Shaw is founder and chief scientist of D. E. Shaw Research, which conducts interdisciplinary research in the field of computational biochemistry.

==Political activity==
Shaw has donated US$2.25 million to Priorities USA Action, a super PAC supporting Democratic presidential candidate Hillary Clinton in 2016 and $1 million to Organizing for Action.

==Contributions to Educational Institutions==
Through the Shaw Family Endowment, Shaw and his wife have donated over $37.3 million to various educational institutions including the Horace Mann School, Yale University, Stanford University, Harvard University, Princeton University, Columbia University, and Brown University. Publications such as ProPublica and The Daily Mail UK speculated that Shaw's donations may have been intended as a means of ensuring that each of his three children were granted admission to one or more of the recipient elite universities for their college educations.
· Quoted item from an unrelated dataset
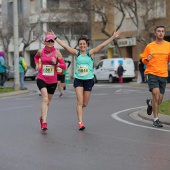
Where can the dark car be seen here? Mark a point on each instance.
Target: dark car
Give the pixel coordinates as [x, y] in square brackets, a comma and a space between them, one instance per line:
[30, 74]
Shaw's donations were referred to by New York Magazine as "The Shaw Family Admissions Plan." Two of his children were accepted for admission to Yale.

==Personal life==
Shaw married personal finance columnist Beth Kobliner in 1993. They have homes in New York City and have also resided in a $75 million "manse" in Westchester County since 2012. Shaw purchased multiple homes and combined them for his "sprawling compound" in Westchester County, New York; the environmental impact and disruption to local villagers due to the enormity and opulence of the mansion was such that it received press attention from the Columbia Journalism Review and The New York Times.

Their daughter is Rebecca Shaw, a Yale psychology major and alumna; she was briefly a writer for The Tonight Show Starring Jimmy Fallon and co-created the FX one-season series Adults with her husband Ben Kronengold. Their older son is Adam Shaw, a U.S. Treasury Department intern and Time writer.

== Honors ==
In 1994, Shaw was appointed by then-President Bill Clinton to the President's Council of Advisors on Science and Technology, where he was chairman of the Panel on Educational Technology. In 2000, he was elected to the board of directors of the American Association for the Advancement of Science and served as its treasurer from 2000–2010. In 2007, Shaw was elected as a fellow of the American Academy of Arts and Sciences. In 2009, he was appointed by President Obama to the President's Council of Advisors on Science and Technology. In 2012, he was elected to the National Academy of Engineering and in 2014 was elected to the National Academy of Sciences.